Deal time? Tsipras, Juncker set to speak again on Thurs. evening

Greek PM Alexis Tsipras is again expected to speak by phone on Thursday evening (local time) with EU Commission President Jean Claude Juncker, the second time in 24 hours the two leaders will speak. The development comes in light of perceived progress — according to media reports and assorted ‘sources’ – in talks between Athens and its institutional creditors.

Meanwhile Deputy PM Yiannis Dragasakis also headed to the Maximos Mansion government house after 8 p.m. (18.00 GMT), as reports of intensive talks within the “Brussels Group” framework were reported. Key dates remain the May 11 Eurogroup meeting and a 750-mln-euro payment to the IMF on May 12.

Earlier in the day from Brussels, Greek Finance Minister Yanis Varoufakis emphasised that Grexit is a forbidden thought in our minds,” speaking before an audience at the European Parliament.

In a bid to nurture what appears to be the leftist SYRIZA government’s best “ace in the hole”, he dismissed the notion that Greece’s departure from the Euro area could be contained by the rest of the members.

“Once there is this mindset that now we don’t have an indivisible common currency … this is a very corrosive idea which will eventually bring the whole project down … And therefore the thought of Grexit is profoundly anti-European.”

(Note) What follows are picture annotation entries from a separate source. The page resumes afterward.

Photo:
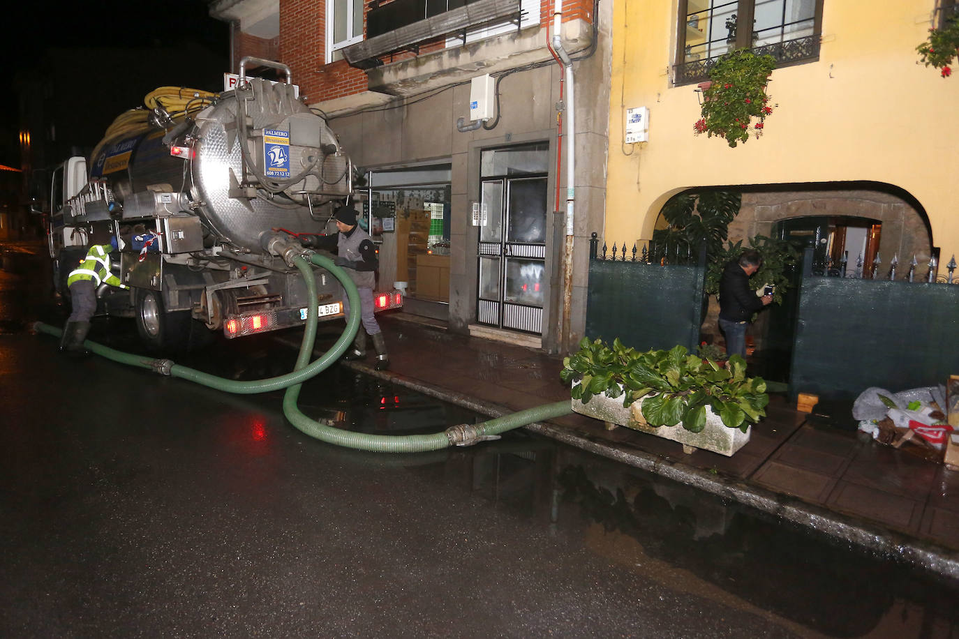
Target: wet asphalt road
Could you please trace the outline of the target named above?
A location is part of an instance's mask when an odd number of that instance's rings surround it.
[[[19,259],[22,263],[25,258]],[[35,264],[27,261],[29,264]],[[956,590],[736,504],[515,433],[408,456],[27,332],[36,268],[0,269],[0,635],[953,636]],[[131,323],[94,338],[136,348]],[[329,337],[329,334],[327,334]],[[290,369],[268,339],[180,363]],[[435,432],[476,416],[333,368],[304,413]]]

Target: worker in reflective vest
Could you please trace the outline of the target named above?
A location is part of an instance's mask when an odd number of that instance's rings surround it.
[[[115,242],[116,239],[111,239],[111,241]],[[108,284],[111,286],[129,288],[110,272],[109,253],[113,248],[113,244],[94,244],[86,252],[86,257],[80,262],[80,266],[70,271],[70,275],[67,276],[66,285],[70,289],[73,311],[66,320],[66,326],[63,327],[60,351],[73,354],[86,353],[83,340],[90,331],[90,319],[97,311],[97,286]]]
[[[357,331],[356,338],[353,340],[353,349],[350,350],[343,359],[364,359],[366,357],[366,334],[373,340],[373,348],[376,350],[377,371],[384,371],[389,367],[389,355],[386,354],[386,340],[383,337],[383,331],[376,321],[373,305],[373,287],[376,285],[376,269],[380,265],[380,261],[376,256],[376,247],[370,240],[369,234],[360,228],[357,220],[357,212],[352,206],[341,206],[338,208],[333,218],[337,222],[337,229],[339,233],[332,236],[303,236],[300,240],[304,246],[311,248],[320,248],[331,253],[337,252],[337,259],[333,262],[337,266],[346,269],[347,275],[357,285],[357,292],[360,294],[360,321],[363,326]],[[343,299],[343,312],[349,315],[349,302]]]

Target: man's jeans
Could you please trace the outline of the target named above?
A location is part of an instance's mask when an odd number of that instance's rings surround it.
[[[726,335],[726,354],[739,354],[746,358],[746,329],[749,322],[733,322],[728,319],[719,318],[719,328]]]

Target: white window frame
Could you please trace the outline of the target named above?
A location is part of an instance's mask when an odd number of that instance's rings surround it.
[[[356,3],[360,3],[361,6],[363,4],[363,0],[343,0],[346,3],[346,33],[353,33],[353,14],[356,11]],[[342,59],[342,55],[337,52],[344,47],[348,47],[351,44],[356,44],[357,42],[363,42],[363,25],[360,25],[360,34],[347,37],[339,42],[333,41],[333,29],[335,22],[335,10],[336,2],[334,0],[326,0],[326,62],[335,62],[338,59]],[[361,12],[363,15],[363,12]]]

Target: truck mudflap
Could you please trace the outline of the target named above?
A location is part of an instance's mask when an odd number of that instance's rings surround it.
[[[373,293],[373,311],[382,312],[403,308],[403,294],[398,290]],[[318,307],[319,321],[334,320],[343,317],[341,302],[321,304]],[[258,332],[269,332],[302,326],[306,323],[307,308],[269,308],[267,310],[252,310],[245,313],[231,314],[223,318],[223,335],[227,339],[252,335]]]

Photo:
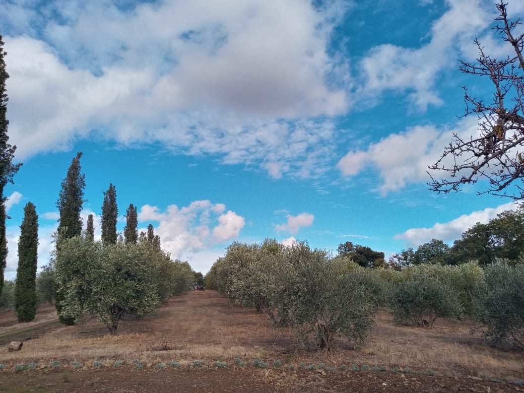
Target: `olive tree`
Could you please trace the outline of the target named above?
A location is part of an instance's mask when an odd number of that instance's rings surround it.
[[[524,348],[524,258],[515,266],[495,258],[475,292],[476,321],[486,338]]]

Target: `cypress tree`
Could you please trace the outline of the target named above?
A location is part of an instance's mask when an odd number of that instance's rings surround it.
[[[60,212],[60,224],[58,225],[59,241],[57,242],[57,248],[60,247],[60,236],[70,238],[82,235],[82,219],[80,212],[82,205],[84,202],[84,188],[85,187],[85,175],[80,172],[80,157],[82,152],[77,153],[77,156],[73,158],[67,176],[62,181],[62,188],[57,201],[57,207]],[[72,277],[71,279],[72,279]],[[72,317],[66,318],[60,315],[62,311],[62,301],[65,294],[61,291],[57,292],[55,306],[58,313],[58,318],[60,322],[65,325],[74,325],[74,319]]]
[[[95,227],[93,223],[93,215],[88,216],[88,227],[85,230],[85,237],[92,242],[95,239]]]
[[[4,286],[4,270],[7,258],[7,241],[5,236],[5,220],[7,215],[5,211],[6,197],[4,189],[7,183],[13,184],[13,178],[18,171],[21,163],[13,165],[16,146],[8,143],[7,126],[9,121],[6,117],[7,112],[7,94],[5,83],[9,74],[6,70],[4,57],[7,53],[4,51],[4,41],[0,36],[0,294]]]
[[[38,298],[36,269],[38,248],[38,216],[35,205],[28,202],[24,208],[24,221],[20,226],[18,268],[15,287],[15,308],[19,322],[35,319]]]
[[[77,153],[68,169],[67,176],[62,181],[62,189],[57,201],[57,207],[60,212],[59,235],[66,238],[82,234],[82,219],[80,212],[84,202],[84,188],[85,188],[85,175],[80,173],[80,157],[82,153]]]
[[[136,207],[133,203],[126,210],[126,226],[124,228],[124,236],[126,243],[136,244],[138,240],[138,216],[136,213]]]
[[[147,226],[147,243],[151,245],[153,245],[155,241],[155,230],[153,229],[153,224],[150,224]]]
[[[118,208],[116,205],[116,189],[110,184],[107,191],[104,193],[104,203],[102,205],[102,241],[104,243],[116,243],[116,220],[118,217]]]

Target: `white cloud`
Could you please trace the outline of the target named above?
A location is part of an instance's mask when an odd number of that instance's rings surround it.
[[[417,126],[391,134],[370,144],[365,151],[349,151],[337,168],[344,176],[355,176],[367,168],[376,169],[380,181],[375,191],[385,195],[408,183],[428,181],[428,166],[440,158],[453,133],[467,138],[478,133],[477,119],[471,117],[458,122],[453,129]]]
[[[309,213],[301,213],[296,216],[288,214],[287,217],[288,222],[286,224],[275,226],[275,230],[288,232],[292,235],[294,235],[302,226],[312,225],[315,219],[315,216]]]
[[[493,15],[487,10],[493,9],[482,6],[481,0],[446,3],[449,9],[433,23],[428,43],[417,48],[384,44],[370,50],[361,62],[366,81],[360,94],[408,91],[412,103],[422,110],[443,103],[435,89],[439,73],[456,67],[459,50],[472,46],[476,35],[490,26]]]
[[[40,32],[4,37],[19,158],[68,150],[97,129],[124,145],[160,141],[275,178],[325,170],[334,145],[324,116],[348,106],[349,74],[328,54],[345,2],[165,1],[132,11],[103,0],[59,4],[39,12],[60,23],[46,24],[29,3],[5,15],[10,26]],[[345,72],[337,87],[329,83],[335,71]]]
[[[280,242],[281,243],[283,244],[285,246],[287,246],[290,247],[293,245],[293,243],[296,241],[297,239],[295,238],[294,236],[291,236],[290,237],[288,237],[286,239]]]
[[[5,201],[6,213],[8,212],[9,209],[11,209],[11,208],[12,208],[14,205],[19,203],[21,199],[21,194],[18,191],[14,191],[11,195],[7,197],[7,200]]]
[[[144,223],[158,222],[154,226],[155,234],[160,237],[162,248],[171,253],[172,258],[180,259],[239,235],[245,225],[244,218],[231,210],[221,214],[225,209],[223,203],[213,204],[206,200],[195,201],[181,208],[170,205],[165,211],[145,205],[138,218]],[[146,231],[145,228],[138,230],[139,232]]]
[[[412,228],[403,233],[396,235],[396,239],[402,239],[410,246],[417,247],[431,239],[439,239],[445,242],[460,238],[462,233],[479,222],[486,224],[490,220],[496,218],[497,215],[506,210],[514,210],[518,207],[515,202],[500,205],[496,208],[487,208],[484,210],[463,214],[460,217],[446,223],[436,223],[431,228]]]

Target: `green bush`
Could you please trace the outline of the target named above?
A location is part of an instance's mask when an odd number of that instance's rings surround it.
[[[457,318],[462,311],[449,285],[421,272],[392,285],[388,298],[394,320],[401,324],[431,327],[437,318]]]
[[[476,321],[486,338],[524,348],[524,261],[514,267],[496,258],[475,292]]]

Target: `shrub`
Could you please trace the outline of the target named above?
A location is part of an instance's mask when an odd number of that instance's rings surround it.
[[[432,327],[437,318],[456,318],[462,311],[449,285],[421,272],[392,285],[388,297],[394,320],[401,324]]]
[[[521,258],[522,259],[522,258]],[[496,258],[486,268],[474,298],[476,321],[486,338],[524,348],[524,261],[511,267]]]

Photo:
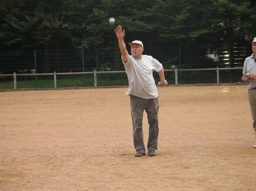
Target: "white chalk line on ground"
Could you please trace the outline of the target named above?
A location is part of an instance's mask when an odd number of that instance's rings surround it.
[[[58,180],[60,179],[61,178],[62,178],[64,176],[65,176],[66,174],[70,172],[71,170],[72,170],[74,168],[76,168],[77,167],[79,166],[81,163],[82,163],[82,161],[86,159],[90,158],[90,157],[92,156],[92,155],[93,153],[98,152],[98,150],[94,150],[93,151],[92,151],[91,153],[89,153],[88,154],[86,155],[84,157],[82,157],[79,161],[78,162],[76,162],[75,164],[74,164],[72,166],[70,167],[68,170],[65,171],[63,173],[59,175],[59,176],[56,177],[55,178],[51,183],[48,184],[48,185],[44,186],[43,188],[41,190],[42,191],[43,190],[46,190],[49,187],[53,185]]]

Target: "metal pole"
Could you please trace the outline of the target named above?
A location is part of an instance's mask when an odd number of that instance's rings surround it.
[[[14,87],[14,89],[17,89],[17,78],[16,77],[16,73],[13,73],[13,86]]]
[[[83,72],[85,72],[84,71],[84,52],[83,48],[82,48],[82,64],[83,65]],[[83,74],[83,86],[86,86],[84,74]]]
[[[179,47],[179,69],[182,69],[182,56],[181,56],[181,46],[178,46]],[[182,84],[182,72],[181,72],[179,74],[179,83],[181,84]]]
[[[57,88],[57,78],[56,77],[56,72],[53,73],[53,77],[54,78],[54,88]]]
[[[94,78],[94,87],[97,87],[97,75],[96,69],[93,71],[93,76]]]
[[[37,73],[37,69],[36,68],[36,52],[35,50],[34,51],[34,62],[35,63],[35,74]],[[37,76],[36,75],[35,76],[35,87],[37,87]]]
[[[175,85],[178,84],[178,69],[175,68]]]
[[[219,67],[217,67],[216,72],[217,72],[217,84],[220,84],[220,74],[219,73]]]

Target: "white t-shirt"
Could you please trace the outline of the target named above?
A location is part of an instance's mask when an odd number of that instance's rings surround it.
[[[157,88],[153,77],[153,69],[160,72],[163,65],[151,56],[143,55],[136,59],[129,55],[125,63],[125,71],[129,82],[126,95],[134,95],[144,99],[154,99],[158,97]]]
[[[256,74],[256,63],[253,57],[253,53],[245,58],[243,64],[243,74],[249,73]],[[256,81],[249,82],[248,88],[249,89],[256,87]]]

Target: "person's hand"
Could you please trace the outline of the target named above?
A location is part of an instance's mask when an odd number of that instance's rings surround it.
[[[248,78],[249,78],[249,82],[250,81],[252,81],[253,80],[255,80],[256,79],[256,75],[254,75],[254,74],[252,74],[251,75],[251,76],[250,77],[249,77]],[[251,79],[251,80],[250,80]]]
[[[117,28],[115,29],[115,32],[116,33],[116,35],[117,35],[117,38],[122,38],[125,37],[125,30],[122,29],[122,26],[121,25],[117,26]]]
[[[165,82],[164,83],[162,83],[161,82],[158,82],[158,84],[157,84],[157,86],[164,87],[167,84],[168,84],[168,83],[166,81],[165,81]]]

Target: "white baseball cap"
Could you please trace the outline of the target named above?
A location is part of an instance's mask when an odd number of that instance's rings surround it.
[[[256,42],[256,38],[255,38],[255,42]],[[139,44],[140,45],[141,45],[142,47],[143,48],[143,43],[142,43],[141,41],[132,41],[131,43],[129,43],[128,44],[130,45],[130,46],[131,46],[131,45],[132,44]]]

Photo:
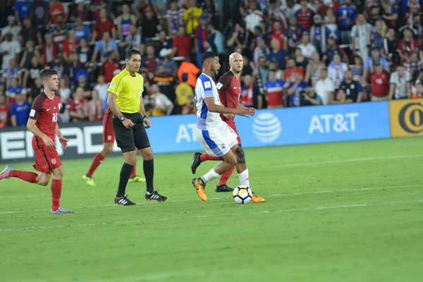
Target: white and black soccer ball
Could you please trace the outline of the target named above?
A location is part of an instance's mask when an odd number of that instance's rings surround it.
[[[252,197],[252,191],[249,187],[239,185],[233,189],[232,196],[237,204],[248,204]]]

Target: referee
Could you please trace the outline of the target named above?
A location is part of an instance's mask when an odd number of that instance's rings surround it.
[[[125,191],[130,173],[136,163],[137,149],[140,150],[144,160],[144,175],[147,183],[145,199],[164,202],[167,198],[154,190],[153,185],[154,154],[145,131],[145,128],[151,127],[152,123],[145,114],[142,103],[144,78],[138,73],[141,54],[137,50],[129,50],[126,52],[125,62],[125,69],[113,78],[107,90],[107,105],[114,114],[113,128],[116,143],[125,159],[114,202],[115,204],[124,206],[136,204],[128,199]]]

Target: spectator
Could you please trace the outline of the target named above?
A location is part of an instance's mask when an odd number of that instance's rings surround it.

The WSJ later reported that Varoufakis said that “I trust an agreement will be in the offing in the next few days, or weeks,” Varoufakis said Thursday, speaking at a business conference in Brussels.

In a question and answer session, he dismissed the notion that Greece has taken advantage of bailout money from poorer Eurozone countries, saying most of the money went to European banks who held Greek debt. 

The money didn’t go to us, he says, but to eurozone banks who held Greek debt.

He also called for the creation of a “bad bank to unclog the countrys’ banking system and a development bank linked to privatizations of state assets, and even suggested the creatino of a “debt break” to prevent future excessive borrowing (by … Greek politicians?!).

He attended a debate at the EU Parliament with EU Commissioner for Economic and Financial Affairs Pierre Moscovici at his side.